Library Column for May 15, 2019

@ Your Library

Spring has seemed slow arriving, or at least very much in fits and starts. I would love to get outside and begin playing in the dirt, but it has been chilly when I’ve had time to be outside.  Although, my husband and I did get out to the bogwalk at Tilson Creek one afternoon and that was awesome! What a terrific addition to the community!

The newest Veronica Speedwell mystery, A Perilous Undertaking by Deanna Raybourn is now available. Set in Victorian, London, Ms. Speedwell has received an invitation to the ladies-only establishment for daring and intrepid women, the Curiosity Club. The mysterious Lady Sundridge begs her to figure out who really killed the artist Artemisia in a week or society art patron Miles Ramsforth will hang for it.
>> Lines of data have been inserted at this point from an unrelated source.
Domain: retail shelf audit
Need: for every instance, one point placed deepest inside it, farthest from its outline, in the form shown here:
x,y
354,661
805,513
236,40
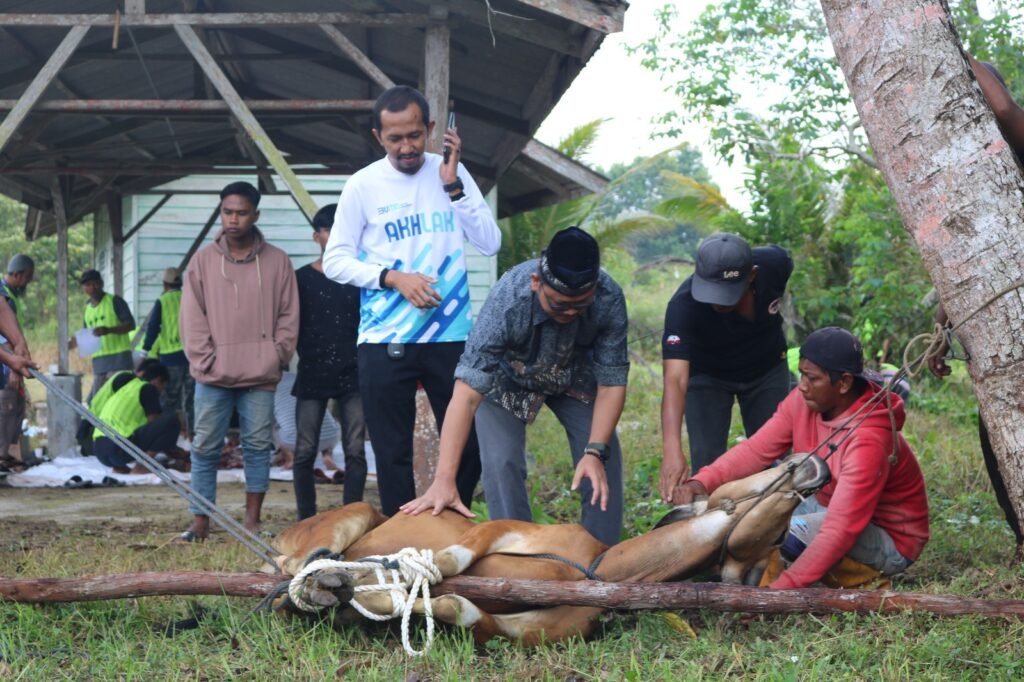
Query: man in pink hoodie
x,y
875,510
239,324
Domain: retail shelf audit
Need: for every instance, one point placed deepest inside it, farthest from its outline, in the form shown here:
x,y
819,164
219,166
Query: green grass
x,y
968,555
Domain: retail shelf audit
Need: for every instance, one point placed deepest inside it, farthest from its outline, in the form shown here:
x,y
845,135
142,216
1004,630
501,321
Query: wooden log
x,y
126,586
633,596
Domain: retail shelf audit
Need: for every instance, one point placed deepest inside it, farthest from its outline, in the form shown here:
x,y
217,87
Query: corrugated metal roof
x,y
504,79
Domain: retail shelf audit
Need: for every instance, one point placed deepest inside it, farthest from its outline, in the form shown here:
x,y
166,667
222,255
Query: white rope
x,y
415,573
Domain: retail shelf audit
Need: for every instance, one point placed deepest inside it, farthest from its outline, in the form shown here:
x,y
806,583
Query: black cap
x,y
724,263
90,275
835,349
571,263
325,217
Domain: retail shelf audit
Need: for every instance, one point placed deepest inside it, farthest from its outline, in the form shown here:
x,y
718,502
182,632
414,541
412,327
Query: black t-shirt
x,y
729,346
329,327
148,397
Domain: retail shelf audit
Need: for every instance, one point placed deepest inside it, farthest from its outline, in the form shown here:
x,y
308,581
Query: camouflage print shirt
x,y
516,355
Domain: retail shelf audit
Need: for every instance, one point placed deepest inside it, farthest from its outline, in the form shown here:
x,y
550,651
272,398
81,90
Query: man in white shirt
x,y
399,233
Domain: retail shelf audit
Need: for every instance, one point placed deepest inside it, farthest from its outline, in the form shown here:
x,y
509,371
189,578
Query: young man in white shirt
x,y
399,233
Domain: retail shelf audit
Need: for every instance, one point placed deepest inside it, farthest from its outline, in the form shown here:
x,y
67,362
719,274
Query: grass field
x,y
968,555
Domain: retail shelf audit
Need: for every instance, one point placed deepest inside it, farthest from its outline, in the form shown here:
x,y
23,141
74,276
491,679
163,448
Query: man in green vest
x,y
162,332
110,318
99,398
20,269
133,411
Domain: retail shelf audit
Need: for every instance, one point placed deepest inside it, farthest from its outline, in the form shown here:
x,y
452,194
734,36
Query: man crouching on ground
x,y
870,520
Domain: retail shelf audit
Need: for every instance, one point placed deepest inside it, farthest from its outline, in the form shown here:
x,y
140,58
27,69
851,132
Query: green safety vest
x,y
103,315
17,303
124,411
100,397
169,340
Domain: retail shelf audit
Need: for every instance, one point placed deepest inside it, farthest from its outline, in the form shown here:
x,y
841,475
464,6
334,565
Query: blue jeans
x,y
213,415
875,547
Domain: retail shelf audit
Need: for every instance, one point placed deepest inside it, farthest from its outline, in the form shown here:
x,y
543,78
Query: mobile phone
x,y
448,150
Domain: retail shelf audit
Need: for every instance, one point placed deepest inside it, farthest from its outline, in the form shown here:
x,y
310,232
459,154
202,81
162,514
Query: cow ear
x,y
683,512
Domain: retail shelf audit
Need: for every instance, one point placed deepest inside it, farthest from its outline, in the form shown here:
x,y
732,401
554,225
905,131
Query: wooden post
x,y
246,118
40,83
198,242
436,70
349,49
60,217
115,214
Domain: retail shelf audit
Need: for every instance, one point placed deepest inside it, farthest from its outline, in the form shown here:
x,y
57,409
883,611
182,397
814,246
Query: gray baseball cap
x,y
723,265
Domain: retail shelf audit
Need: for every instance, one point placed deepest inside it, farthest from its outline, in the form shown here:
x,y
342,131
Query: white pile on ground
x,y
66,466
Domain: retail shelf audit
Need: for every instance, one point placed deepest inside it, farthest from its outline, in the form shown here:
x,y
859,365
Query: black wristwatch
x,y
452,186
598,450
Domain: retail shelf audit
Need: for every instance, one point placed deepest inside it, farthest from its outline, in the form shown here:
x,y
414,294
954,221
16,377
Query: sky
x,y
614,86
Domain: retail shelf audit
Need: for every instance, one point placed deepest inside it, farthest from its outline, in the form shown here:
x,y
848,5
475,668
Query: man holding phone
x,y
399,233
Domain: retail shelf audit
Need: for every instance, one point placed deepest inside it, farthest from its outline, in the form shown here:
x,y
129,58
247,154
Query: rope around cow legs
x,y
407,574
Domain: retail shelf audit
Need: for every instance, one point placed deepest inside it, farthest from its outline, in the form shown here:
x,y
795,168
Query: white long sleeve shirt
x,y
407,222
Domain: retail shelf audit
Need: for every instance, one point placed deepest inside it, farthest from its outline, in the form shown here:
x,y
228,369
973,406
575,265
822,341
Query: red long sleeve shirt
x,y
864,488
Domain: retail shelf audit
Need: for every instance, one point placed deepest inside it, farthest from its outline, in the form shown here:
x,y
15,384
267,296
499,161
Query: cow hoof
x,y
329,587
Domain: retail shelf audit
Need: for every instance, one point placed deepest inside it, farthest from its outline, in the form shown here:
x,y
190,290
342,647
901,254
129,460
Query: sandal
x,y
187,538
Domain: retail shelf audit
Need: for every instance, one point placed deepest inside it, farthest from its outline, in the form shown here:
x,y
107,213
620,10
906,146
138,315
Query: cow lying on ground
x,y
747,518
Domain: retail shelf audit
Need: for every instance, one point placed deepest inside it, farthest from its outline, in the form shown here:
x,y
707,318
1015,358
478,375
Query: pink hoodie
x,y
240,318
865,487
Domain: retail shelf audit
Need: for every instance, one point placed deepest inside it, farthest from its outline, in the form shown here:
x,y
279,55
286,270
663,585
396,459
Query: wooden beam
x,y
60,217
219,19
604,16
170,107
436,72
246,118
528,31
197,167
558,164
145,218
40,83
349,49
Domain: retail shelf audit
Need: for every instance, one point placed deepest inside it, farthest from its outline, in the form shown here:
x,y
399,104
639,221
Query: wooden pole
x,y
436,70
246,119
40,83
60,218
634,596
116,214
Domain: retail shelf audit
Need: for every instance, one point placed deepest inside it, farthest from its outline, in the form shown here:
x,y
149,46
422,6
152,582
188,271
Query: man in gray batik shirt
x,y
552,332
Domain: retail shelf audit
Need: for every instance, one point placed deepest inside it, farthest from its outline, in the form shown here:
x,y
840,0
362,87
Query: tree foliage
x,y
762,77
625,212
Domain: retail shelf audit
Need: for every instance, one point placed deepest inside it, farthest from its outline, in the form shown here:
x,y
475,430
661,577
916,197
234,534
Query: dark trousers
x,y
388,389
308,420
160,435
709,410
994,475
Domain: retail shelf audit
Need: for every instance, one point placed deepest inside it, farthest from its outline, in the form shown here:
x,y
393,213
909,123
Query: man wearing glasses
x,y
552,332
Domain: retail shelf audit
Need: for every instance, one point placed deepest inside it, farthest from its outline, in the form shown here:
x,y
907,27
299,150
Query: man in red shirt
x,y
875,510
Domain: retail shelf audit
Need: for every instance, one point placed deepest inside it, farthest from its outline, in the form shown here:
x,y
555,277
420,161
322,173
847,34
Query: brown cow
x,y
750,517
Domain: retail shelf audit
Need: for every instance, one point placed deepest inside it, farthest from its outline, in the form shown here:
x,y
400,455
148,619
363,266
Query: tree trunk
x,y
957,186
636,596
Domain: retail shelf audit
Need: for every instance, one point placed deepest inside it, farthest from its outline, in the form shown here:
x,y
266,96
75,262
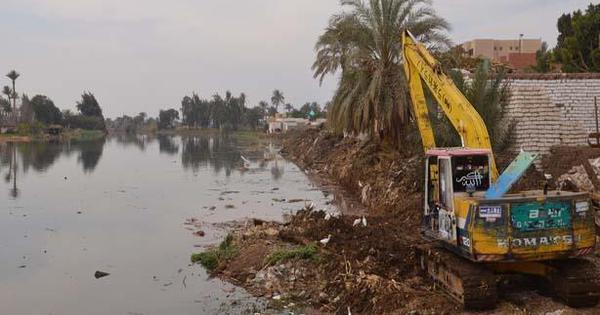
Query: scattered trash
x,y
100,274
325,241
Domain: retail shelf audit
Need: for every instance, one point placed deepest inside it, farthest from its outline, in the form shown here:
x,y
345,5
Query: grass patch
x,y
211,259
303,252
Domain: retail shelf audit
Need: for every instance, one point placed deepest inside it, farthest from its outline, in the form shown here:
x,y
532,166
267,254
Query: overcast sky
x,y
144,55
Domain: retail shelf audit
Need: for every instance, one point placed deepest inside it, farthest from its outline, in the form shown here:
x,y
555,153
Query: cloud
x,y
144,55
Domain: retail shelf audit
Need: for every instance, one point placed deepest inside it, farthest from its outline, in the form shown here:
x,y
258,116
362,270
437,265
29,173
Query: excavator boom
x,y
420,66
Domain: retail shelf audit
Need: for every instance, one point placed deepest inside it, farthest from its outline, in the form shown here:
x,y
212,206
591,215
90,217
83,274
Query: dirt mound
x,y
370,270
385,180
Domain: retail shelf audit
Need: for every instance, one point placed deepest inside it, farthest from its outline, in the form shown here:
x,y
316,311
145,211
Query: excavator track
x,y
472,285
576,282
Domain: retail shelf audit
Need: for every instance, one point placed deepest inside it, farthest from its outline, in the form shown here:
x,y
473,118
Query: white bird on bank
x,y
360,221
325,241
309,207
246,161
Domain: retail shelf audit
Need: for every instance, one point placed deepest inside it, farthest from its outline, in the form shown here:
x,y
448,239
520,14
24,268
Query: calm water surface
x,y
119,205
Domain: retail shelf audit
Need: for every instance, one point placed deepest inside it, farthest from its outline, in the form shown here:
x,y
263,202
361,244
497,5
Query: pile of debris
x,y
384,179
366,269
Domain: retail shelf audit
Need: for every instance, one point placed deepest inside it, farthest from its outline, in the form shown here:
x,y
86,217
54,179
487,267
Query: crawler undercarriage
x,y
575,282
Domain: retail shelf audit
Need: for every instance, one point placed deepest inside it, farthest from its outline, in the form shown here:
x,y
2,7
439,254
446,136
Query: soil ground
x,y
367,269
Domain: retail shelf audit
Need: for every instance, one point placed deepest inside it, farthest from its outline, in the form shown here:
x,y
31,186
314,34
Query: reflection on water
x,y
221,153
38,157
118,205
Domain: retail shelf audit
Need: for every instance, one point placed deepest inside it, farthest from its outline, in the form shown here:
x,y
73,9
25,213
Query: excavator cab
x,y
452,172
478,228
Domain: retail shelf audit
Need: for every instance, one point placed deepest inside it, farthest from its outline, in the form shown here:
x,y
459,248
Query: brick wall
x,y
554,109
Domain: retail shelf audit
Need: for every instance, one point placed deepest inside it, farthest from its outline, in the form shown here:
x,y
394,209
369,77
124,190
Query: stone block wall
x,y
552,109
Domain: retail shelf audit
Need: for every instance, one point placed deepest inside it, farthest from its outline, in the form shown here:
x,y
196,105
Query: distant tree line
x,y
32,114
578,44
230,112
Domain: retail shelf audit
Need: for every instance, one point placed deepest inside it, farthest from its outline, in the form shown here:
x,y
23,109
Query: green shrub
x,y
211,259
303,252
84,122
26,129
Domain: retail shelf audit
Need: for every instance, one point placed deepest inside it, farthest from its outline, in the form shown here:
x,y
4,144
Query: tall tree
x,y
45,111
8,92
364,42
91,113
13,76
289,107
578,46
88,106
26,109
277,99
167,118
543,59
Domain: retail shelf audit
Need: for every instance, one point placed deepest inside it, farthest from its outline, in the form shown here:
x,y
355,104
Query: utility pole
x,y
521,43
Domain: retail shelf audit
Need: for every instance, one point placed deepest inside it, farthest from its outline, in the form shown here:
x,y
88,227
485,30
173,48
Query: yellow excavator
x,y
478,230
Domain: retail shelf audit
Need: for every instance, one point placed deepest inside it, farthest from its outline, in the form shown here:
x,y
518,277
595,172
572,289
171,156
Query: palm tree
x,y
8,92
288,107
13,76
277,99
364,42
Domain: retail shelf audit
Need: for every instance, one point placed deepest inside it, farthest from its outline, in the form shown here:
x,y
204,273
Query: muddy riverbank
x,y
331,263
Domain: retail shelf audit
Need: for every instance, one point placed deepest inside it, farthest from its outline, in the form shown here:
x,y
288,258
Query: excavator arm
x,y
420,66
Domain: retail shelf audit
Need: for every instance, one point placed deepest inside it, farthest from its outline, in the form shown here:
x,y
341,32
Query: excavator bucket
x,y
511,175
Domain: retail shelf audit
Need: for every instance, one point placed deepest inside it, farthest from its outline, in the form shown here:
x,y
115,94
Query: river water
x,y
119,205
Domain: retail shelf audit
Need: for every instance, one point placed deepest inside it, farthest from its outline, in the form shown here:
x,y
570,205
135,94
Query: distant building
x,y
281,123
517,53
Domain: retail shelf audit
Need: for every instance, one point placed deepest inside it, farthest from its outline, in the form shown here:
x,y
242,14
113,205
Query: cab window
x,y
471,173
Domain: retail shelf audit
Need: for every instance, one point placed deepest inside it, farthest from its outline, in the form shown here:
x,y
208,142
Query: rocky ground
x,y
364,269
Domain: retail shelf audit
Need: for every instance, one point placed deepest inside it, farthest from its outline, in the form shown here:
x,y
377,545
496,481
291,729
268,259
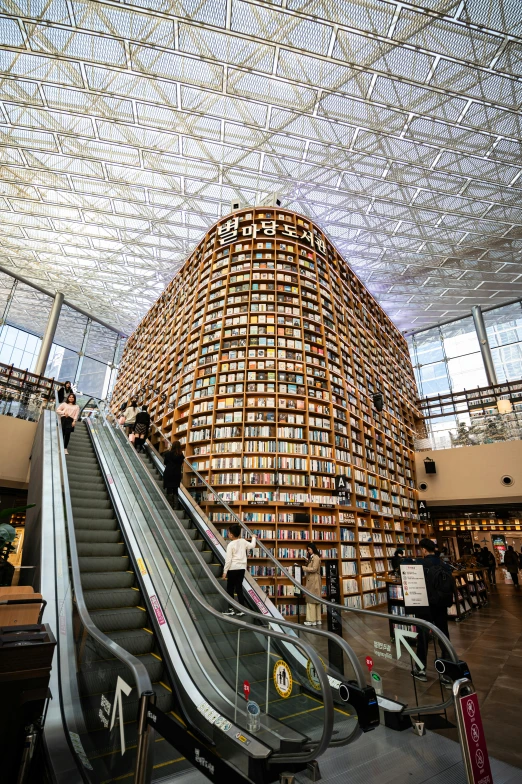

If you enjoyed the crazy tale The 100-year-old Man Who Climbed Out the Window and Disappeared by Jonas Jonasson then be sure and stop by for The Accidental Further Adventures of the 100-year-old Man which begins with a hot-air balloon trip and three bottles of champagne. Joe R. Lansdale recently released a new Hap and Leonard novel entitled The Elephant of Surprise. Amid the worst flood East Texas has seen in years, Hap and Leonard face off against mob goons seeking revenge.

Val McDermid released her fifth Karen Pirie novel called Broken Ground. Ms. Pirie is a Scottish detective investigating a murderer with a version of justice vastly different than her own. Continue traveling the world of crime, this time all the way to Tibet. Bones of the Earth by Eliot Pattison is a new Inspector Shan Tao Yun mystery. Inspector Shan Tao Yun is thrust into a ruthless power struggle over territory, ancient shrines and mysteries rooted in both the Chinese and Tibetan worlds.

Continue traveling the world, this time as a spy in Marrakesh. The Moroccan Girl by Charles Cumming pits warring intelligence agencies against a revolutionary movement. Can author Kit Carradine caught in the middle find the missing woman and save her without losing himself? While in the Middle East journey to Syria in The Map of Salt and Stars by Jennifer Zeynab Joukhader as New Yorker Nour adjusts to life without her father and a new home.

Time travel stories seem to be popular with authors again. We have several new books including Here and Now and Then by Mike Chen in which Kin Stewart will go anywhere and any-when to save his daughter. Kate Mascarenhas’ Psychology of Time Travel in which four female scientists build the world’s first time machine in 1967. Justin Reynolds Opposite of Always in which Jack is sent back in time to the moment he first met Kate after her unexpected death. And finally, Permafrost by Alastair Reynolds set in the future year of 2080 as a group of scientist’s gather to gamble humanity’s future on one last-ditch experiment.

Saturday, May 18th between 10 am – 3 pm, will be our last Saturday with open hours until after Labor Day.